Wonach suche ich also bei Facebook: Freundschaft, Verabredung? Hm, findet man neue Freunde online? Ich bin skeptisch. Wenn man über dreißig ist, geht das nicht mehr so schnell wie noch im Studium. Schade, dass es studiVZ nicht zu meinen Uni-Zeiten gegeben hat, denke ich. Das wäre lustig gewesen: Studieren, oder als was man die Zeit zwischen 20 und 25 so ausgibt, und nebenbei jede Menge neue Leute kennenlernen. Offline, auf dem Campus. Und online, nach dem Campus. Eine einzige Party wäre das. Und doch: Mein Bedauern hält sich in Grenzen. Ich kann mit studiVZ rein gar nichts anfangen, die Uni-Zeiten sind so was von vorbei, und da ist nicht einmal etwas Schlechtes dran.

Das Beste aller Welten: studiVZ, Xing, LinkedIn, Dating-Portal

Kontakte knüpfen? Können wir bei Xing oder LinkedIn haben. Das Business-Netzwerk Xing, das früher einmal openBC hieß (was eigentlich viel cooler klang, aber eine höhere Börsenbewertung gefährdete), ist für die arbeitende Bevölkerung gedacht, die noch dabei ist, ihre Karriere aufzubauen, wobei  Netzwerke schließlich helfen – die Generation 30+, Leute wie mich also. Jeder ist drin, man klickt eifrig dazu. Man sammelt Kontakte wie auf einer Messe Visitenkarten. Und damit endet die Faszination bereits. LinkedIn, der größere US-Rivale, ist das internationale Pendant – dasselbe in Englisch. For the global player in you.

Feste Beziehung?  Flirten, wenn es das denn sein soll, geht bestimmt in den einschlägigen Datingportalen besser – keine Ahnung, ich habe es nicht mehr probiert, seit die AMICA Singlebox abgeschaltet wurde, es gab danach ja auch keinen Anlass mehr dazu. Eigentlich.

Eigentlich?
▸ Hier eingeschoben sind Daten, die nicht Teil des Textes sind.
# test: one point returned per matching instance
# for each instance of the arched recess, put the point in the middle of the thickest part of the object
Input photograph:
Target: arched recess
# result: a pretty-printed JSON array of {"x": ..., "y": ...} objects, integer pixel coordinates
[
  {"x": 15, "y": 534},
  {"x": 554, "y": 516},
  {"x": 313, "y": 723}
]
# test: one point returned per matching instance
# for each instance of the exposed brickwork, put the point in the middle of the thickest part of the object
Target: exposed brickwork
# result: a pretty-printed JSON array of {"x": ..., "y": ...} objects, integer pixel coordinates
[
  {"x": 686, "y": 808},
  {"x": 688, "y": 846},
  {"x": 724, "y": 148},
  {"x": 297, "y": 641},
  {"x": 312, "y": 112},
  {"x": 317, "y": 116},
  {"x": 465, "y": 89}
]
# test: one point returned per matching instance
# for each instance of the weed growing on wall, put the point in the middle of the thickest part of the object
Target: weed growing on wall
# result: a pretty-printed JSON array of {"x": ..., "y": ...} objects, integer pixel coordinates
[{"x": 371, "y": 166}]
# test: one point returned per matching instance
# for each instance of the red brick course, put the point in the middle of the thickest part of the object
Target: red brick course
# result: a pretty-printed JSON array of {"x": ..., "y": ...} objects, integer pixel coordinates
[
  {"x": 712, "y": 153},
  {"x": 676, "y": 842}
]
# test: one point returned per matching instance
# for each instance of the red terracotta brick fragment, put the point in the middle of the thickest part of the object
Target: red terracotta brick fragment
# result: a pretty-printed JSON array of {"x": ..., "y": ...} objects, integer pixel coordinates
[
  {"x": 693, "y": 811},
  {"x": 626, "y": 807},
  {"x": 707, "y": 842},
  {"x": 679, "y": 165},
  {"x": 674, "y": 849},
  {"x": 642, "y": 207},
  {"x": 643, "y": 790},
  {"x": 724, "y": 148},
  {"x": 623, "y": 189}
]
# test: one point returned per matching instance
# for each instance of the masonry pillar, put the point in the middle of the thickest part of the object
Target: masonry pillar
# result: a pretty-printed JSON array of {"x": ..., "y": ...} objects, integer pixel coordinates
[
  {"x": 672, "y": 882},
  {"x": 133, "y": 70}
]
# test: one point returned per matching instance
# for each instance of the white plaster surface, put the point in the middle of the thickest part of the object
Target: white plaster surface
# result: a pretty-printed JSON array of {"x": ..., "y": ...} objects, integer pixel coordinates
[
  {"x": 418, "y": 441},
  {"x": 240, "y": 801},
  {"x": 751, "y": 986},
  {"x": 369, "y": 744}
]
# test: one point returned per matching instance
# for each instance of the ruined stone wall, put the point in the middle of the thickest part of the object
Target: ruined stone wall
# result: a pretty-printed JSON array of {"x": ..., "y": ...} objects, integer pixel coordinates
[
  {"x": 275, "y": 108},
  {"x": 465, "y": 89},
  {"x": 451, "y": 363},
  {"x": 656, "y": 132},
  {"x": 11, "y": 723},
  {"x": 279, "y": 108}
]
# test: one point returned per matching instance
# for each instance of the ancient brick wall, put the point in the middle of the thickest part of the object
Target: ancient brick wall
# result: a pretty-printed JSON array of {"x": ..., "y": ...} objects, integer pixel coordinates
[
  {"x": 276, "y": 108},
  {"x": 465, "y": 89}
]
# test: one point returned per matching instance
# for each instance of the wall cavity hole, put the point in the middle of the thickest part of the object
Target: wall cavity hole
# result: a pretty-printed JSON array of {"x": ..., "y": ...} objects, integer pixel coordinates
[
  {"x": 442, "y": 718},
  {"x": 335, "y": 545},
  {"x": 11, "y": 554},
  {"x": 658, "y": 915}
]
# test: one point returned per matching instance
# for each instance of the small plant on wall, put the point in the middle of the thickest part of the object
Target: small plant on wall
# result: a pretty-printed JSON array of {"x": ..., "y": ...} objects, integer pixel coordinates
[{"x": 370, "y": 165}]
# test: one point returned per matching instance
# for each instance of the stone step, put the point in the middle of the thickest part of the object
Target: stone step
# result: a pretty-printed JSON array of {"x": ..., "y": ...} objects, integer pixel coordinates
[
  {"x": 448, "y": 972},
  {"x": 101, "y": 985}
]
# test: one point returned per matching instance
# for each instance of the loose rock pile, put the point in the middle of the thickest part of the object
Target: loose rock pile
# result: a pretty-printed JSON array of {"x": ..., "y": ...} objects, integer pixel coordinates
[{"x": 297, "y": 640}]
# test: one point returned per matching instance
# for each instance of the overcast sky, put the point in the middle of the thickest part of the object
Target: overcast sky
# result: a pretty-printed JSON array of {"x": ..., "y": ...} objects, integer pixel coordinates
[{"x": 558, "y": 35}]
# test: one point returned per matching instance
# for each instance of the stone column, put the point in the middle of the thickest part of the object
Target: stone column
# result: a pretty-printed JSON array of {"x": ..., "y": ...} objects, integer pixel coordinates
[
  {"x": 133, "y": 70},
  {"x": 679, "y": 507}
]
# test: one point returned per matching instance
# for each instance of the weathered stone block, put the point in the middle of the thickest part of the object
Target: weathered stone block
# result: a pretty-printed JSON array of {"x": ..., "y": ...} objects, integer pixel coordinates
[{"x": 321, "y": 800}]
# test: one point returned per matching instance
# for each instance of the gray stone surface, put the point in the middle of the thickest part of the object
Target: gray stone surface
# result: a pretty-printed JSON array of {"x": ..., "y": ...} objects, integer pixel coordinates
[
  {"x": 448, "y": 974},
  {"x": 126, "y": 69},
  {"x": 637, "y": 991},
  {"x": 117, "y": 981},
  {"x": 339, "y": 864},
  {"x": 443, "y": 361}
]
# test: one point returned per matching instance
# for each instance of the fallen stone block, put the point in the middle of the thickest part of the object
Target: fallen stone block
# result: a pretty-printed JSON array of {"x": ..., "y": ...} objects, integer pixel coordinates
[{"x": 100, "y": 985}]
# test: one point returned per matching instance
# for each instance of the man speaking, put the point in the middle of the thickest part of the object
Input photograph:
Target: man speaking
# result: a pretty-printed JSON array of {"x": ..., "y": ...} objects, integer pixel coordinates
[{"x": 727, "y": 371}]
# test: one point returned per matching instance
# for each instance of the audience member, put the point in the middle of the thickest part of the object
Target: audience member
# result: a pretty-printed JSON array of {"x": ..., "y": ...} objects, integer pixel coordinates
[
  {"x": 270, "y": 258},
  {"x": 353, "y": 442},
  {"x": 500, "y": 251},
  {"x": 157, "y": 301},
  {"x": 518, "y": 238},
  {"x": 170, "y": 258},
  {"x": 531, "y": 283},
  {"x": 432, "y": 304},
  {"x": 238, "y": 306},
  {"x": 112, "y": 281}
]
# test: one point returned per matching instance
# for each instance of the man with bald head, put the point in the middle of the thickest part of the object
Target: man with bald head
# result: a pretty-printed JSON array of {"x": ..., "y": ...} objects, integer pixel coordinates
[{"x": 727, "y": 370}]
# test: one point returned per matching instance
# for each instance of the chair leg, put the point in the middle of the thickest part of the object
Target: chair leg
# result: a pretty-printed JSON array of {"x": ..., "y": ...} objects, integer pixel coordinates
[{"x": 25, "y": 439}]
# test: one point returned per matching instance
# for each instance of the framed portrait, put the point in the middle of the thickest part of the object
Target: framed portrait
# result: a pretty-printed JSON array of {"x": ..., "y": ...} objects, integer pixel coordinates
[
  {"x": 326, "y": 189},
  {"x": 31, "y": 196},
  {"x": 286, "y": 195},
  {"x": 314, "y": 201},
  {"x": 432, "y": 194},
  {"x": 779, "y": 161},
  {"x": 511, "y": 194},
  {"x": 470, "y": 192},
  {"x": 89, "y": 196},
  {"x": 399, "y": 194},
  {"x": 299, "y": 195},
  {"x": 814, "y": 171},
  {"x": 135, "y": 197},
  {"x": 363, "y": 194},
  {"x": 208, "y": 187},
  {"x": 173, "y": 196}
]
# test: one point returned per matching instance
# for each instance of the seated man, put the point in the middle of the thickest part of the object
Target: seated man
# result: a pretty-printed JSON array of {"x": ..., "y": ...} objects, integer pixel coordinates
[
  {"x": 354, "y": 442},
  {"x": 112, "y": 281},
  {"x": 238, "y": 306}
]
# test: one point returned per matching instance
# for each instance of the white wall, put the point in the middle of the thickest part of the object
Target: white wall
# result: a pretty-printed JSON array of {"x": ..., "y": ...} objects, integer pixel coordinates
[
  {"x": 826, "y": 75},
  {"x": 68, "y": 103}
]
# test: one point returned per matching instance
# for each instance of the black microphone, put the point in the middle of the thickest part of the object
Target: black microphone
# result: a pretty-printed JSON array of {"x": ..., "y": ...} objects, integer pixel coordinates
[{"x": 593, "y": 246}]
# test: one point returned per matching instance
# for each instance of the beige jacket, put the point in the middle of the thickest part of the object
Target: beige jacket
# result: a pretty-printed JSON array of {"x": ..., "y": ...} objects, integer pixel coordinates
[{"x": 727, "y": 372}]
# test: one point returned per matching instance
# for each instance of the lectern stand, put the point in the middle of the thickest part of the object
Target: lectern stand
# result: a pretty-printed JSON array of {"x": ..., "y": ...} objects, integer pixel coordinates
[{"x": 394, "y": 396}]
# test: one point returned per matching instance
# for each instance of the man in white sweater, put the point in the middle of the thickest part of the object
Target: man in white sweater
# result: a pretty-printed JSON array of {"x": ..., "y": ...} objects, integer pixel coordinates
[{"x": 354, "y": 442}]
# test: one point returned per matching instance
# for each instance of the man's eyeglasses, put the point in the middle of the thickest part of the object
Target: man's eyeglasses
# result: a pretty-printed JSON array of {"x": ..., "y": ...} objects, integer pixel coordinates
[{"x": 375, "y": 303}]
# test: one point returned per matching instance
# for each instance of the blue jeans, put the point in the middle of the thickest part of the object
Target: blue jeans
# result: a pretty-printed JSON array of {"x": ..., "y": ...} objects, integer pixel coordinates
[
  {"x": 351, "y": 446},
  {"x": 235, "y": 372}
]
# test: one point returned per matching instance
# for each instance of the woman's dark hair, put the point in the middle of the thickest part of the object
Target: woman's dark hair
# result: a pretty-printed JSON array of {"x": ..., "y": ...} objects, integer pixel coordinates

Eigentlich ist Facebook alles und nichts. Eigentlich findet man es schön, seine Kollegen im Internet privater wiederzufinden, aber gleichzeitig den Gedanken unschön, selbst etwas online im Überschwang preiszugeben, was man doch besser für sich behalten hätte. Eigentlich wäre man gerne viel besser vernetzt, findet es aber schon zu anstrengend, seine Freundschaftsanfrage zum Studienkollegen von vor zehn Jahren sinnvoll zu begründen, nur weil er jetzt bei Google arbeitet. Und eigentlich reizt einen nach all den Jahren, in denen die Freundin zu Hause auf der Couch liegt und im Pyjama den „Tatort“ schaut, auch wieder so etwas wie die Erinnerung an einen Flirt – rein virtuell, unverfänglich, ganz egal wo, irgendwo zwischen São Paulo und St. Petersburg.

Eigentlich sollten wir erwachsen werden.

Stattdessen lade ich ein neues Profilbild hoch. Die Ausläufer der Kremlmauer, die Abenddämmerung über der Moskwa, klirrende Kälte. A Stranger in Moscow, schreibe ich darunter.